Come, Follow Me—For Primary: New Testament 2023 “Matthew 21–23; Mark 11; Luke 19–20; John 12” Jesus taught the scribes and Pharisees about the importance of truly living the gospel—not just pretending to be righteous. What would help the children understand this truth?

  • As you read Matthew 23:25–28 with the children, consider sharing this definition of hypocrite from the Bible Dictionary: “One who pretends to be religious when he is not.” Why is it bad to be a hypocrite?
  • Show the children a cup that is clean on the outside but dirty on the inside to help illustrate the metaphor in Matthew 23:25. How can we make sure we are clean and pure on the inside?

“Lesson 20: ‘Woe unto You, … Hypocrites’” New Testament: Gospel Doctrine Teacher’s Manual  Explain that Jesus compared the Pharisees to a cup that is clean outside but dirty inside (Matthew 23:25–26). The Pharisees paid a great deal of attention to outward ordinances and actions that would make them appear righteous, but they were not as concerned with actually being righteous in their hearts. For this Jesus referred to them as hypocrites. This lesson will discuss the Savior’s condemnation of hypocrites—people who try to appear righteous but who do not try to live righteously.

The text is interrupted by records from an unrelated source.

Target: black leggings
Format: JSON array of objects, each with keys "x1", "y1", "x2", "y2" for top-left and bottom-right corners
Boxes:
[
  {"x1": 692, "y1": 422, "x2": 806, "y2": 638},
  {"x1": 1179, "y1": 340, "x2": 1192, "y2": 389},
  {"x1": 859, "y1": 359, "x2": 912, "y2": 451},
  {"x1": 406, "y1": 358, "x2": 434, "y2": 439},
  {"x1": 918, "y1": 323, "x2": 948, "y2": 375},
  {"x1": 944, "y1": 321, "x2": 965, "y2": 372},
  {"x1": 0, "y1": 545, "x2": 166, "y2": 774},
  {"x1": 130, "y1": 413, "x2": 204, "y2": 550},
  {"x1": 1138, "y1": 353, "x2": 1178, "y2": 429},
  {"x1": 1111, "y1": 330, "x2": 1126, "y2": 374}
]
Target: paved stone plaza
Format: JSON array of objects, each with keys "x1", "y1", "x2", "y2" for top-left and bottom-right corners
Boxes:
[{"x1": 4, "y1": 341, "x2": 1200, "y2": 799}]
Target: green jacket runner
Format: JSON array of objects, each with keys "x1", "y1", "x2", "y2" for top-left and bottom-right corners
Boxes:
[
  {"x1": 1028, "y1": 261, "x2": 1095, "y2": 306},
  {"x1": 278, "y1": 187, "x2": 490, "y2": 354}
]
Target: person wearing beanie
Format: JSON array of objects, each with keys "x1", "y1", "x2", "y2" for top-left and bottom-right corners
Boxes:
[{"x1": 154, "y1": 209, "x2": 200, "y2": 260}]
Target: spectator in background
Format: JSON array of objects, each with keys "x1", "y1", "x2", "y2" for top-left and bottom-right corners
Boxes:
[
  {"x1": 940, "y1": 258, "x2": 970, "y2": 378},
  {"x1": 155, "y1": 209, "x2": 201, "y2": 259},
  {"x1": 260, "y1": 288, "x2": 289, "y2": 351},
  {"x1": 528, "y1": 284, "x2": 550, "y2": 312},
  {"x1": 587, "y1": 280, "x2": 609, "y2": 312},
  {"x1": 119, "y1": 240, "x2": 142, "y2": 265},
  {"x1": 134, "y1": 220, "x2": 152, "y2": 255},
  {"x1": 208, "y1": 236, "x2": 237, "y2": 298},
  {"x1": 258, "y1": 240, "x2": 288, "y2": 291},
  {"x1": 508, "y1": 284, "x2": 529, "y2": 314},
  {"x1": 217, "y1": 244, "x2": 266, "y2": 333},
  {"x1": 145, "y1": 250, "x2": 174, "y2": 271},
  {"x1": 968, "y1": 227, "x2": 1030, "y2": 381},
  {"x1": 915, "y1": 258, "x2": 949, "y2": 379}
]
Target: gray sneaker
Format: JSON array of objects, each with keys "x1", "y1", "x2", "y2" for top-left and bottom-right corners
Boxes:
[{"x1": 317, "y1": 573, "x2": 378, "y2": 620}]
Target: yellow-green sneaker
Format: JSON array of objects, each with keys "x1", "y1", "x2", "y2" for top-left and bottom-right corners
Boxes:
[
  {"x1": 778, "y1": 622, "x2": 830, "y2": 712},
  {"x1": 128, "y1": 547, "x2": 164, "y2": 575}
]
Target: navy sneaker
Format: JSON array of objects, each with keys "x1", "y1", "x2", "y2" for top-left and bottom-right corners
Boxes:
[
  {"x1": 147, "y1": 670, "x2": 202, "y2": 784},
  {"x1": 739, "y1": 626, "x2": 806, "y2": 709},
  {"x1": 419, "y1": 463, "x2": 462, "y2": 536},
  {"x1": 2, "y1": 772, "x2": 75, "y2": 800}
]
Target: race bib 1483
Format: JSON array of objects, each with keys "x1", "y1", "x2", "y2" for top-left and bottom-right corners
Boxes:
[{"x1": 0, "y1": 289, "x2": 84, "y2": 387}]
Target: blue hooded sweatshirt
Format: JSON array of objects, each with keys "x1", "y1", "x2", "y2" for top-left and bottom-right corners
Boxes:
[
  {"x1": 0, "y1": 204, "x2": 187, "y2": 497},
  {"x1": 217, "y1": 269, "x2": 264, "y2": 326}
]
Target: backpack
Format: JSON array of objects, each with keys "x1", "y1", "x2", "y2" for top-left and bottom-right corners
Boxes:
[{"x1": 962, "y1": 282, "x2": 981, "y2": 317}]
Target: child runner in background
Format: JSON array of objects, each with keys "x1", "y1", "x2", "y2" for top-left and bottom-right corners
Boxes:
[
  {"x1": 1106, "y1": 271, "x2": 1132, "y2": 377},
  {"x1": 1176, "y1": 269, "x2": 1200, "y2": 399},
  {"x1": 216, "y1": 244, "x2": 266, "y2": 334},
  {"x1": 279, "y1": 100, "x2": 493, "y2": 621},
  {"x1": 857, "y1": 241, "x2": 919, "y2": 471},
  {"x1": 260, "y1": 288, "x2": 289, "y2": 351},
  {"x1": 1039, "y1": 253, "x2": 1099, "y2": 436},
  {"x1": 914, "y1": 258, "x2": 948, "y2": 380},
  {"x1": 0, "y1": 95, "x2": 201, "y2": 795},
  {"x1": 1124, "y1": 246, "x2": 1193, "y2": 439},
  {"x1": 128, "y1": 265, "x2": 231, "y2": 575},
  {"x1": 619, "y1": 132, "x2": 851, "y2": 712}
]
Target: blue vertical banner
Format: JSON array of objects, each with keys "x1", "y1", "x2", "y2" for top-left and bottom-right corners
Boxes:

President Dieter F. Uchtdorf explained, “[Jesus] rose up in righteous anger against hypocrites like the scribes, Pharisees, and Sadducees—those who tried to appear righteous in order to win the praise, influence, and wealth of the world, all the while oppressing the people they should have been blessing” (“On Being Genuine,” Ensign or Liahona, May 2015, 81).